Il est alors difficile de dissocier les deux évènements et de regarder ce documentaire avec la neutralité qui devrait être de mise pour juger de son intérêt tant le prix qu’a payé son réalisateur est fort.
Christian Poveda nous propose de suivre le quotidien de certains membres de la bandilla 18, l’une des maras qui sévit au Salvador, sur le model des gangs nord américains. Ils sont pour la plupart jeunes, voire très jeunes, sans attache familiale, désœuvrés et pauvres. La mara à laquelle ils appartiennent et dont ils abordent les tatouages sur le corps et le visage leur tient lieu de famille, de cadre social et de raison de vivre. Le quotidien de ces jeunes hommes et femmes est rythmé, comme le film d’ailleurs, par les enterrements de ceux qui sont tombés sous les balles des gangs adverses.
Le réalisateur s’attache à quelques personnages que nous suivons durant des mois. Le passage devant le juge, une opération chirurgicale, les descentes de police, les enterrements, le spectateur passe de l’un à l’autre et découvre des tranches de vie.

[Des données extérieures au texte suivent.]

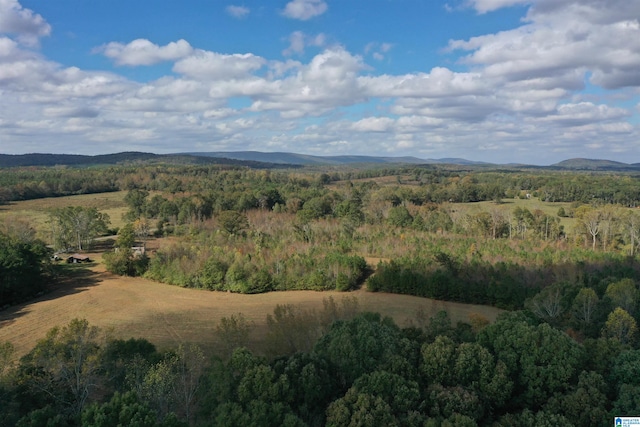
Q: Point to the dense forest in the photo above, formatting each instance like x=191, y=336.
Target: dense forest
x=363, y=370
x=556, y=249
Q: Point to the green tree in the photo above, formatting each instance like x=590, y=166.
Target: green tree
x=584, y=305
x=76, y=226
x=399, y=216
x=540, y=359
x=360, y=410
x=136, y=199
x=232, y=221
x=624, y=294
x=621, y=326
x=233, y=332
x=70, y=357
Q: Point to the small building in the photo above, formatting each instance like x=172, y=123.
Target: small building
x=77, y=258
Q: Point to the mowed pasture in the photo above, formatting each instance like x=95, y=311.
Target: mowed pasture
x=36, y=212
x=169, y=315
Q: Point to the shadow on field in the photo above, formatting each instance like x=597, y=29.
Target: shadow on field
x=68, y=279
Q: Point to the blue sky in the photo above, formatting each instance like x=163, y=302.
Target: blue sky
x=527, y=81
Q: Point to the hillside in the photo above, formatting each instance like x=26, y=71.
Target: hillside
x=595, y=164
x=130, y=157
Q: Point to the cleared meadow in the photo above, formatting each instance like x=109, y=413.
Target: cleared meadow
x=169, y=315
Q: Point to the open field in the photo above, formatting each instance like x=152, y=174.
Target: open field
x=169, y=315
x=36, y=211
x=533, y=204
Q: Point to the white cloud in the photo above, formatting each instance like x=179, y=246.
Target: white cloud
x=523, y=94
x=373, y=124
x=377, y=50
x=563, y=36
x=143, y=52
x=27, y=25
x=484, y=6
x=238, y=12
x=304, y=9
x=207, y=65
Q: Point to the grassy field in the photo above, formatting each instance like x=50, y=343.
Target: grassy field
x=169, y=315
x=36, y=211
x=508, y=205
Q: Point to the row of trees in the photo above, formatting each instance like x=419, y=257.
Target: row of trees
x=363, y=371
x=24, y=263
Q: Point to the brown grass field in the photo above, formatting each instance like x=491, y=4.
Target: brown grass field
x=36, y=211
x=169, y=315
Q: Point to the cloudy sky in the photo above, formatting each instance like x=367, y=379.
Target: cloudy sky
x=529, y=81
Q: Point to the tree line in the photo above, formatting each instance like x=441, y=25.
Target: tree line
x=362, y=370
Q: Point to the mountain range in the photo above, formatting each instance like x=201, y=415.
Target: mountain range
x=257, y=159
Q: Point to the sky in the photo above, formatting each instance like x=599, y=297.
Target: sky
x=501, y=81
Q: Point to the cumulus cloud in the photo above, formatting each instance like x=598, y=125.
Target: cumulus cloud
x=377, y=50
x=304, y=9
x=484, y=6
x=143, y=52
x=298, y=41
x=208, y=65
x=238, y=12
x=519, y=94
x=561, y=37
x=27, y=25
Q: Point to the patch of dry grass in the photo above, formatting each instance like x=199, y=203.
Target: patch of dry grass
x=36, y=211
x=169, y=315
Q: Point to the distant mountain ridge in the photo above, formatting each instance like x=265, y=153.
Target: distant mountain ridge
x=128, y=157
x=307, y=159
x=595, y=164
x=257, y=159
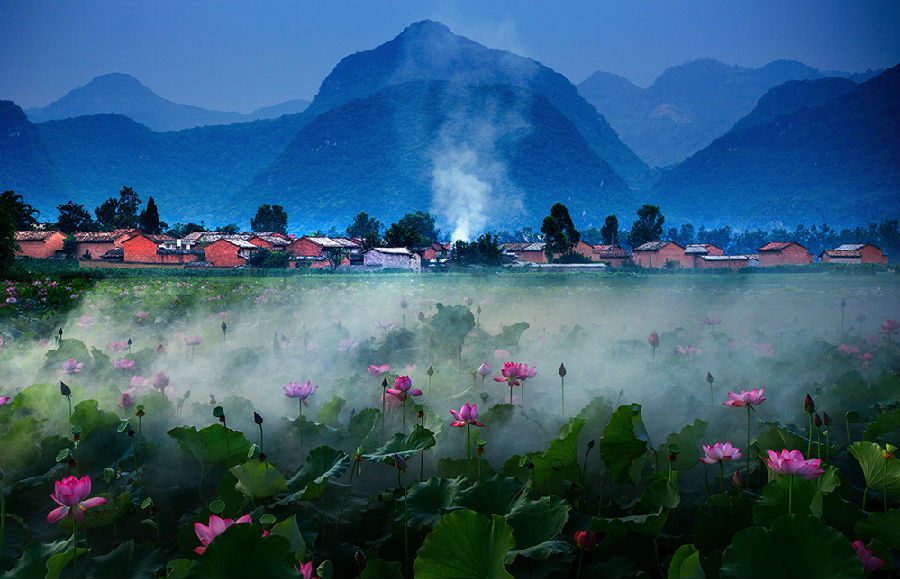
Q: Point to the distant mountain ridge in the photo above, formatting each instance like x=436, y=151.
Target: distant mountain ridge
x=118, y=93
x=834, y=162
x=428, y=50
x=688, y=106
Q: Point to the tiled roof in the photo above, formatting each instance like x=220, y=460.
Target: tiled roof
x=33, y=235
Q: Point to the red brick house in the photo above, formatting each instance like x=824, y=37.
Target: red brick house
x=783, y=253
x=853, y=253
x=39, y=244
x=227, y=252
x=656, y=254
x=528, y=252
x=612, y=255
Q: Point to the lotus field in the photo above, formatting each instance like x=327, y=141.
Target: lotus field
x=451, y=426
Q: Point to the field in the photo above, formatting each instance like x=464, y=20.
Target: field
x=186, y=403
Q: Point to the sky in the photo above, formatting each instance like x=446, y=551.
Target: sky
x=240, y=55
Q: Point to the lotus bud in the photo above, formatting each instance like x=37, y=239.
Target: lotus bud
x=808, y=405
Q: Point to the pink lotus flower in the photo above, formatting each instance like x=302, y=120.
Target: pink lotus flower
x=217, y=526
x=379, y=370
x=124, y=364
x=749, y=398
x=719, y=452
x=117, y=346
x=301, y=391
x=71, y=495
x=403, y=387
x=791, y=462
x=870, y=563
x=71, y=366
x=468, y=414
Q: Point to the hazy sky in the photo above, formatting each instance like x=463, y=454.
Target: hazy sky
x=240, y=55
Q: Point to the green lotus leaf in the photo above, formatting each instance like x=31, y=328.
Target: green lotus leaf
x=794, y=546
x=322, y=463
x=883, y=526
x=258, y=480
x=882, y=475
x=428, y=501
x=538, y=523
x=685, y=564
x=465, y=544
x=209, y=446
x=624, y=444
x=242, y=551
x=805, y=496
x=126, y=560
x=494, y=496
x=405, y=445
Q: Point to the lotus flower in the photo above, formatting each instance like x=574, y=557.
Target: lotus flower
x=124, y=364
x=402, y=387
x=71, y=495
x=215, y=528
x=301, y=391
x=379, y=370
x=870, y=563
x=468, y=414
x=71, y=366
x=791, y=462
x=749, y=398
x=586, y=540
x=719, y=452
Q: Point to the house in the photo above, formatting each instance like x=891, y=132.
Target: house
x=93, y=244
x=532, y=252
x=659, y=254
x=612, y=255
x=853, y=253
x=39, y=244
x=392, y=258
x=783, y=253
x=229, y=252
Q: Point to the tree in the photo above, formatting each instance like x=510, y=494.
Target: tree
x=149, y=220
x=560, y=235
x=270, y=218
x=412, y=230
x=610, y=230
x=23, y=215
x=74, y=217
x=648, y=226
x=366, y=228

Pour traiter son sujet, Christian Poveda choisit clairement l’immersion plutôt que l’investigation. Si ses portraits sont en effets crachant de vérité, dans les moments de joie comme de douleur, il ne fait aucun pas vers une quelconque analyse critique de la situation qu’il nous décrit. Le rôle de la police est ambigu, entre harcèlement et maintien de l’ordre. L’épisode de la boulangerie n’est pas très clair et l’on ne saura jamais si c’était une tentative de réinsertion ou une couverture. Les faits nous sont exposés de façon brute et avec trop peu d’éléments pour que nous puissions avoir une opinion critique sur ce que nous voyons.
Enfin, et c’est plus gênant, les membres de la bandilla 18 nous apparaissent au final plutôt sympathiques à force de partager durant une heure trente leur quotidien et leurs détresses. C’est un peu vite oublier que si la plupart sont les victimes d’un système pervers (absence d’autorité parentale, de valeurs morales et grande pauvreté alors que les maras leurs proposent un cadre, un sentiment d’appartenance et de l’argent facile), ces gangs font subir quotidiennement leurs violences et leurs exactions à la majorité des habitants du pays.
Il est donc dommage que face à un projet aussi passionnant et en ayant réussi se faire accepter et presque oublier par ces jeunes, Christian Poveda ne réalise pas un vrai documentaire d’investigation en prenant un peu plus de hauteur par rapport à son sujet. Seule la dernière scène qui nous laisse deviner un perpétuel recommencement apporte une dimension tragique supplémentaire à une situation qui l’est déjà beaucoup.